Осторожно сдвинул карту. Следом явился валет крестей.
«Картешечка…» – сохраняя непроницаемое выражение лица, подумал Казин.
– Картешечка это как? – поинтересовался син, всем видом показывая, что ему карта привалила.
– Картешечка как картошечка, – задумчиво выговорил Казин. Потом он поднял голову и спросил ошеломленно:
– Так ты что, мысли мои подслушиваешь, что ли?
– А как же!… – ничуть не смущаясь, признался син. – Должен же я у тебя выиграть.
Казин, не глядя на третью карту, удвоил ставку, син тут же уравнял и предъявил четырнадцать очков.

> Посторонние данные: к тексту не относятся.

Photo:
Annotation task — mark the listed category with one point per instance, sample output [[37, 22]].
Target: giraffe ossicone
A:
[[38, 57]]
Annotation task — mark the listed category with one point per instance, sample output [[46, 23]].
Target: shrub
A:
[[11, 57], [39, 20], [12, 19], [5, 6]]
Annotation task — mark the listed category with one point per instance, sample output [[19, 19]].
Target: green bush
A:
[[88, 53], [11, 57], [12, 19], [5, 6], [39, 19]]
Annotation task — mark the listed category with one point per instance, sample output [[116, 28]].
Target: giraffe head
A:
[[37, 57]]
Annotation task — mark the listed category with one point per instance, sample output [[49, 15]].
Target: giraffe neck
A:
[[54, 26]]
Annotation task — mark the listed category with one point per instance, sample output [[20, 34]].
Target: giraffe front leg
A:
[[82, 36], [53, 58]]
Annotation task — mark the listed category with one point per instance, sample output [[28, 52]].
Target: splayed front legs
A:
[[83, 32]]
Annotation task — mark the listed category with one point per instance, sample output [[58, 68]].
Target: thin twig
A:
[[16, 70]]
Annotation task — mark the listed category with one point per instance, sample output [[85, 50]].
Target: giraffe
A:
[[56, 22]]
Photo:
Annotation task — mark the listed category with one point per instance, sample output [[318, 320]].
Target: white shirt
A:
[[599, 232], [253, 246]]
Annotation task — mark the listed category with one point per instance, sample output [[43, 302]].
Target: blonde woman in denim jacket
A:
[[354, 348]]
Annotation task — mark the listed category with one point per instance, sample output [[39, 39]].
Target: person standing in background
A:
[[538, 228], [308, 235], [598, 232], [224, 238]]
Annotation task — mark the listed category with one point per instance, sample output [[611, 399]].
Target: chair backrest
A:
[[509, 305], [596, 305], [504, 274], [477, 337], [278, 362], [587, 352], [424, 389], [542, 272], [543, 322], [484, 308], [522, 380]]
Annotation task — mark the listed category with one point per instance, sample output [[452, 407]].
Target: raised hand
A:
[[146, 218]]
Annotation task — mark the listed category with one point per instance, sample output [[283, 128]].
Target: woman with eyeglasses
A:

Даже если бы у Казина пришел туз к открытому валету, при таком раскладе он все равно проигрывал бы.
Син, довольно урча, упихивал спички в коробок.
– Ты погоди, – сказал Казин, – мне же прикуривать надо.
– Мое! – твердо постулировал син. – Я их выиграл.
– Что же мне, до завтра без курева сидеть? – возмутился Казин. – Хотя бы половину отдай, ты же на мои играть начинал.
– Нет. Ты сам в начале игры сказал, что половина спичек мои.
Син спрятал спички в нагрудный кармашек, туда, где прежде лежала малявина.
– Хорошо… – протянул Казин. В голове созревала мысль, которой он боялся дать четкое определение, чтобы син не рассек ее прежде времени. – Хорошо… значит, придется до завтра терпеть…
– Я же сижу без синтезатора, – словно специально подыграл Казину син. – Если хочешь, я весь коробок поставлю против синтезатора. – Ха! – Казин даже не посчитал нужным скрывать презрение. – Спичкам цена копейка, а За твою фигулину я целую ночь отрабатывать должен.